Mount Everest[Quelltext bearbeiten]

Welche Dominanz hat der Mount Everest? Keine oder unendliche? Dieser Extremfall sollte noch in den Artikel eingearbeitet werden. --Aconcagua 12:16, 16. Mai 2008 (CEST)

s. Artikel--Elop 17:52, 12. Sep. 2008 (CEST)
Aufgrund der Art und Weise, wie hier die Dominanz definiert wird, halte ich es gerade nicht für sinnvoll, transkontinentale Dominanzen anzugeben. Ist nämlich der Abstand der Berge groß genug, spielt nämlich die Erdkrümmung eine nennenswerte Rolle und die definierende Beschreibung und Grafik versagen. Die müsste man dann nämlich so interpretieren, dass der Abstand des einen Gipfels in direkter Linie (ggf. quer durch sie Erde) zur Höhenlinie des anderen Berges gemessen werden müsste. Die höchste irdische Dominanz wäre dann 12.750 km. --Herbert Bader 20:37, 14. Mär. 2011 (CET)

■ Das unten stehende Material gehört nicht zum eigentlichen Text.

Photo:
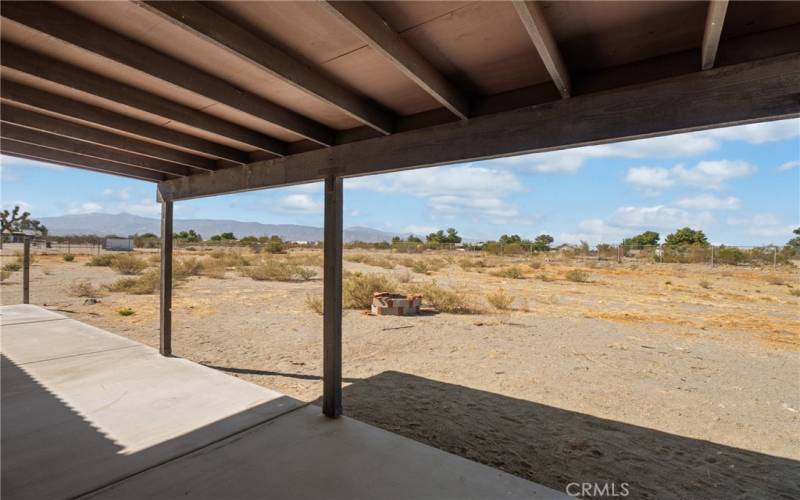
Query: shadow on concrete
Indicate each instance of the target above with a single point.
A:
(555, 447)
(49, 450)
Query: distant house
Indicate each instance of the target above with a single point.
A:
(119, 244)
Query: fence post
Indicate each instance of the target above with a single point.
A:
(26, 270)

Grammatik[Quelltext bearbeiten]

Der Satz "Der nächste Höhenlinie von 2962m umkreist den Acherkogel (3007 m) in den Stubaier Alpen." im letzten Absatz ergibt grammatikalisch keinen Sinn. Ich weiß nicht genau, was da gemeint sein könnte. Daher meine Bitte um Überarbeitung. --Milseburg 16:40, 12. Sep. 2008 (CEST)

So verständlicher? Ich denke, das Bildchen sollte größer sein, da es nicht nur Illustration, sondern auch Definition ist.--Elop 17:51, 12. Sep. 2008 (CEST)

Ja, nun ist es verständlicher. Ich finde aber, dass "umkreisen" hier schlecht passt. Unter "umkreisen" versteht man gemeinhin etwas, das sich auf einer annähernd kreisförmigen Bahn um ein Objekt bewegt. Davon kann hier keine Rede sein. Ich schlage stattdessen "umgeben" vor. --Milseburg 14:59, 15. Sep. 2008 (CEST)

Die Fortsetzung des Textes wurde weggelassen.